- Logo
- Interactive map of the Stonewall House area

General information
- Location: 112 Saint Edwards Street, Brooklyn, NY 11205
- Coordinates: 40°41′37″N 73°58′41″W﻿ / ﻿40.69361°N 73.97806°W
- Owner: BFC Partners

Technical details
- Floor count: 17
- Floor area: 124,500 square feet (11,570 m^{2})

Design and construction
- Architecture firm: Marvel

Website
- www.stonewallhousebk.com

= Stonewall House =

Housing development in Brooklyn, New York

Stonewall House is the first affordable, LGBTQ-friendly senior housing development in New York City. Located in the Fort Greene neighborhood of Brooklyn, it is the largest LGBT-friendly senior housing facility in the U.S. Stonewall House was opened in December 2019 by SAGE, an advocacy group for aging LGBTQ people.

==Building features==

The 17 story building contains 145 units: 54 studio apartments and 91 single bedroom apartments. The ground floor contains a community center called SAGE Center Brooklyn. The community center is 7000 sqft.

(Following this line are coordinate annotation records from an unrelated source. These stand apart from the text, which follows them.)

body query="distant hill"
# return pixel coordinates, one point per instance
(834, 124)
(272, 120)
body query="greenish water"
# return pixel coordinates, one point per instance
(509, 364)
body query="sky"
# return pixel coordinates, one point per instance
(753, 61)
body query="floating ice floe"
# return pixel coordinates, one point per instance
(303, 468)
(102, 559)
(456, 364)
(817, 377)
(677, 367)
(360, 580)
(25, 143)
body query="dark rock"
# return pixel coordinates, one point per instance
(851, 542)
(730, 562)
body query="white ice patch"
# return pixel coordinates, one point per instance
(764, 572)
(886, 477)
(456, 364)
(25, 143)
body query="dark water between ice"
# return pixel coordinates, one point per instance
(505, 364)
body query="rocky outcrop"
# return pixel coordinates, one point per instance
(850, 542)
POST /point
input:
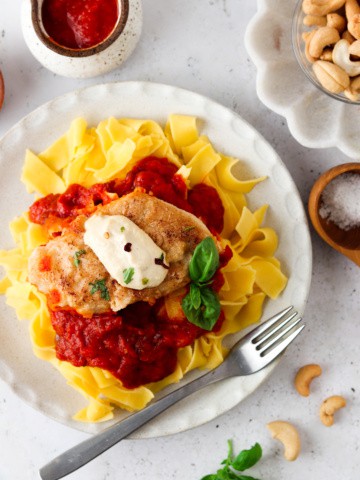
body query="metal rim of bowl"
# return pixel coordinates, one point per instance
(78, 53)
(304, 64)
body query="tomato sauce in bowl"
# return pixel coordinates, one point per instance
(79, 24)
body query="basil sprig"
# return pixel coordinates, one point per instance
(235, 464)
(201, 305)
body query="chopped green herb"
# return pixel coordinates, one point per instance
(128, 274)
(233, 465)
(78, 254)
(99, 286)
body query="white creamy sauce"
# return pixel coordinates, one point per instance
(126, 251)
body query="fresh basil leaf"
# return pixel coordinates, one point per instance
(211, 307)
(207, 315)
(245, 477)
(204, 262)
(247, 458)
(195, 296)
(191, 313)
(226, 474)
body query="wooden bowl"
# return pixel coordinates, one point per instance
(346, 242)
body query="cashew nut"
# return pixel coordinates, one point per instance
(288, 436)
(329, 407)
(304, 377)
(347, 36)
(326, 55)
(331, 76)
(354, 48)
(354, 26)
(337, 21)
(314, 20)
(323, 37)
(307, 36)
(351, 8)
(321, 7)
(341, 56)
(353, 91)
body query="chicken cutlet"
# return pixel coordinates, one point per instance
(65, 268)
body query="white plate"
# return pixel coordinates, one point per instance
(315, 120)
(36, 381)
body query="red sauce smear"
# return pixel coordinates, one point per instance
(79, 24)
(139, 344)
(156, 176)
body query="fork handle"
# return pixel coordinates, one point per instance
(86, 451)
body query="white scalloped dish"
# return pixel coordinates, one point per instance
(314, 118)
(37, 382)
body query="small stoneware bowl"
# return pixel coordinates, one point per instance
(346, 241)
(82, 62)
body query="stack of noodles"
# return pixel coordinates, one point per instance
(91, 155)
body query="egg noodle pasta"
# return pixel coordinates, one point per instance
(87, 155)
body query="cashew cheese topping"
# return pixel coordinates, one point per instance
(130, 256)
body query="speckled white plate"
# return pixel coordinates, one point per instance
(315, 120)
(36, 381)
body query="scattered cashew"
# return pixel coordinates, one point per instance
(329, 407)
(354, 26)
(304, 377)
(351, 8)
(334, 20)
(314, 20)
(288, 436)
(353, 91)
(341, 57)
(321, 7)
(331, 76)
(347, 36)
(323, 37)
(354, 48)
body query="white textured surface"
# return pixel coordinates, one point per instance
(314, 119)
(200, 46)
(230, 135)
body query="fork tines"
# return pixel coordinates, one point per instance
(274, 335)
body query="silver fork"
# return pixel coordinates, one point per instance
(253, 352)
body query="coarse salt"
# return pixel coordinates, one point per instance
(340, 201)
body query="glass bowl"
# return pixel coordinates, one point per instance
(298, 28)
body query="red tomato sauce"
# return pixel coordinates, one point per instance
(79, 24)
(138, 344)
(156, 176)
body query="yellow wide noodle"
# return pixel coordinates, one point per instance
(90, 155)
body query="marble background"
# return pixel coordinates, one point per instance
(199, 46)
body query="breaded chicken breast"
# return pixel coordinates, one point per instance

The architect was Marvel and the owner is BFC Partners.

==Services==

The Stonewall House provides housing for adults age 62 or older who make less than or equal to half of the area's median income. Residents pay no more than 30 percent of their income for rent, due to the project-based Section 8 contract.

A community center is also run within the building. This community center hosts weekly movies, special events, field trips. The center also provides meals and activities for people over 60.